One replacement was the Clinton administration’s Hope VI, with housing on a smaller scale and with low-income units mixed with market-rate units. While this saw some individual successes, about 200,000 low-income apartments were eliminated, according to the Center on Budget and Policy Priorities.

In 1998, Congress passed the Faircloth Amendment to the 1937 Housing Act, which prohibits net increases in public housing.

Housing affordability has also become a roadblock to those once headed securely to the middle class.


After World War II, federal loan guarantees allowed millions of mostly white Americans to buy starter homes. This became the largest source of family wealth and people were able to move up to bigger, better houses as their economic fortunes improved.

But a combination of technology, industry consolidation and job losses from trade have eliminated huge numbers of middle-wage positions. Rungs have been sawed off the ladder up unless one works in a few sectors, such as finance or STEM.

Partly as a result, few homebuilders are now engaged in building starter homes. Rising labor and material costs, along with higher regulatory costs, also mean no more Levittowns (the prototypical starter-home subdivisions).

President Biden is moving on two fronts. First, he installed a new head of the Federal Housing Finance Agency who is committed to expanding loans to lower income homebuyers. Second, he wants to invest $318 billion in housing as part of his infrastructure plan. The aim is to produce or preserve 2 million low-income homes.

Meanwhile, Rep. Alexandria Ocasio-Cortez, Democrat of New York, has introduced a bill to repeal the Faircloth limits on new public housing construction. Both Biden’s plan and AOC’s legislation will have to get past Republican opposition.

The Urban Institute builds on these recommendations and adds others. For example, provide adequate funding to preserve existing low-income units; provide full replacement of low-income units in mixed-income redevelopments; engage tenants in redevelopment plans, and implement best practices in tenant relocations.


To the extent that conservatives admit a low-income housing problem, they blame liberal regulation. Or say that people should engage in home sharing.

Critics on the left argue that money alone won’t address the problem.

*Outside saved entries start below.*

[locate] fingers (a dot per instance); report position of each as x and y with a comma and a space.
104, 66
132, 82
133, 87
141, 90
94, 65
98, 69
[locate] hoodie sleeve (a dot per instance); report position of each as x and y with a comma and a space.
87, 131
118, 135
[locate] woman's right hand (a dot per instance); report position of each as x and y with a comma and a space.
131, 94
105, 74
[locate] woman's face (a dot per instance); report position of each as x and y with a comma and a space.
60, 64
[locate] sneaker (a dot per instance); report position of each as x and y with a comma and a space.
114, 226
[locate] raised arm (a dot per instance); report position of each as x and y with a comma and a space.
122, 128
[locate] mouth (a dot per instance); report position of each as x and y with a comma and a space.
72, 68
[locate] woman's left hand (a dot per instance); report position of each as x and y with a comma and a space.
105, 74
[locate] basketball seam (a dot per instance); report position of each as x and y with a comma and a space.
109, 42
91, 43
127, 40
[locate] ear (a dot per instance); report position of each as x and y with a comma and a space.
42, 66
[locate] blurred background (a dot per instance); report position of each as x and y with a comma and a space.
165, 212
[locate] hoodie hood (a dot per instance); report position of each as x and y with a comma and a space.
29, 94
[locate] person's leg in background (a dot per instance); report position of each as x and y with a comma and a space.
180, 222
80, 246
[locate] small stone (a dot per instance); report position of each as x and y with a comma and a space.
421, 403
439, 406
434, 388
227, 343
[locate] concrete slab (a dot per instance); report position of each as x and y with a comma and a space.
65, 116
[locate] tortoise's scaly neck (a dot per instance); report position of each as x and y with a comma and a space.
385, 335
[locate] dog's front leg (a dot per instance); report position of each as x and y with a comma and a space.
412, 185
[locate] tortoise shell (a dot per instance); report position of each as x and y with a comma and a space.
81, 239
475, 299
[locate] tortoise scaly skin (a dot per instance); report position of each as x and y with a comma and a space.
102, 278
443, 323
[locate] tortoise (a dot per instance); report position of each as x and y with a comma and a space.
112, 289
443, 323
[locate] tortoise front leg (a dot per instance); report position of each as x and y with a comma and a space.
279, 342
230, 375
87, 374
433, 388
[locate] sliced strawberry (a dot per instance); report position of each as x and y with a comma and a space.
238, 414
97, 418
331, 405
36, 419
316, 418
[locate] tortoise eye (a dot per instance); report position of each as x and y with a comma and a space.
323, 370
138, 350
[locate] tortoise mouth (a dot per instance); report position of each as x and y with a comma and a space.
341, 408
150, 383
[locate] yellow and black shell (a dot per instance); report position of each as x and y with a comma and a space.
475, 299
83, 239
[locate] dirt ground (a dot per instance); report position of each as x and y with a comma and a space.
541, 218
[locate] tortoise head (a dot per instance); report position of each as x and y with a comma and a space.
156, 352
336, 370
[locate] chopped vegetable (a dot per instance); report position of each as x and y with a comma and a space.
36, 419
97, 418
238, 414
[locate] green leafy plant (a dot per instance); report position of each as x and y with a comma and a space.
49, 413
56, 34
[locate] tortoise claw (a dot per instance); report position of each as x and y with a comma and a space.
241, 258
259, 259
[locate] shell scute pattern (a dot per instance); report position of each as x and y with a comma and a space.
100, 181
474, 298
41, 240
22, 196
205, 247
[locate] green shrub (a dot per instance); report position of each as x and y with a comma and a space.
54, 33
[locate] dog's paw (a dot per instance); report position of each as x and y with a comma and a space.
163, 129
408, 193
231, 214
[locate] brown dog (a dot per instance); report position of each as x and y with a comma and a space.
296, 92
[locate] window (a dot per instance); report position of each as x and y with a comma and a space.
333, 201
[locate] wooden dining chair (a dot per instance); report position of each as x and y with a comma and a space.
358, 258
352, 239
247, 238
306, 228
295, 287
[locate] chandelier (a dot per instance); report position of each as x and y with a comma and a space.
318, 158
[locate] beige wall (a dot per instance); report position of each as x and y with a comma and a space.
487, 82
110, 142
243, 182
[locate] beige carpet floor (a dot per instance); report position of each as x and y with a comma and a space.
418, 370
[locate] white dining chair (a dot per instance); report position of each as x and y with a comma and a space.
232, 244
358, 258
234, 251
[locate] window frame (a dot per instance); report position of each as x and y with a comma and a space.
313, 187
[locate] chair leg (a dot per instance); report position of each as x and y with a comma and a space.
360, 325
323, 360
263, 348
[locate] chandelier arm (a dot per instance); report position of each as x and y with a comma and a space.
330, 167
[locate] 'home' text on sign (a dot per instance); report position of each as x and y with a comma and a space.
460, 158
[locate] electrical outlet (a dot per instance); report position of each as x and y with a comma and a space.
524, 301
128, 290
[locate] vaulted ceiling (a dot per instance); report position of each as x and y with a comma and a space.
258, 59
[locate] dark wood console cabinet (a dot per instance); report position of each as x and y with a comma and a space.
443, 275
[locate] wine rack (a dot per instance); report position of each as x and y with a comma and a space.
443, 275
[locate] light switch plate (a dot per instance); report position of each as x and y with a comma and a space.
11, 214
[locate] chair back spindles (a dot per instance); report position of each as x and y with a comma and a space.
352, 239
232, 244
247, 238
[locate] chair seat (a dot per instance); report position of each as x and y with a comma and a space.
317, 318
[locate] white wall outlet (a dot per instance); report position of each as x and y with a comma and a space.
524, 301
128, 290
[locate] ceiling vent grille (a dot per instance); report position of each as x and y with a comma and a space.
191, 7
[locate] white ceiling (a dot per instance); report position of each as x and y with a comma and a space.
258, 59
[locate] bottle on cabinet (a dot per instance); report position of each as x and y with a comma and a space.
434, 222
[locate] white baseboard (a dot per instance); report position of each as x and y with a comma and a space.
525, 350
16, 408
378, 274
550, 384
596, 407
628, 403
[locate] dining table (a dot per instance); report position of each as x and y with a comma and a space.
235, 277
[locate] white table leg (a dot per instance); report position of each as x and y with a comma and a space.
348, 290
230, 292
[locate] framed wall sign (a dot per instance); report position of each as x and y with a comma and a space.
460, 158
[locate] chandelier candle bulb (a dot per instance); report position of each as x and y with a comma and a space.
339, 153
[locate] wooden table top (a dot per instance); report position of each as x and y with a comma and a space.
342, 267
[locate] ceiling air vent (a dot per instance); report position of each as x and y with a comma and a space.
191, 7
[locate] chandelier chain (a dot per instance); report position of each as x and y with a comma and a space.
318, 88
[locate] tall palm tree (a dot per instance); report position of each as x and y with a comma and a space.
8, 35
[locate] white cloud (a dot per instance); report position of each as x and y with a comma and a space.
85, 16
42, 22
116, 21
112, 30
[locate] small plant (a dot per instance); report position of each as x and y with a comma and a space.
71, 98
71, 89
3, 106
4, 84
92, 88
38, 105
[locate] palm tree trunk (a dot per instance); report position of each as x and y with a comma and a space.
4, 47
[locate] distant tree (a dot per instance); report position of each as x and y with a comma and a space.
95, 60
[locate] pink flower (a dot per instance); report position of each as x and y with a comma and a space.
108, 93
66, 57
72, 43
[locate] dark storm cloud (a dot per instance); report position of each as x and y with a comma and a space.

They advocate denser zoning and overcoming opposition to rezoning from NIMBYs in single-family neighborhoods. At the most extreme, the left wants to ban single-family zoning. To them, the status quo builds on a history of exclusionary policies, including redlining and deed covenants, aimed at keeping out minorities.

The history is undeniable and today liberal-left policies will play well (at least rhetorically) in blue Seattle. But like defunding the police, a war against single-family zoning pretty much ensures national Republican advantages.

But even if Republicans win the Congress in 2022 and the White House in 2024, the problem won’t go away.

Whether you call it affordable housing or low-income housing, the shortfall is an American crisis that requires major policy changes.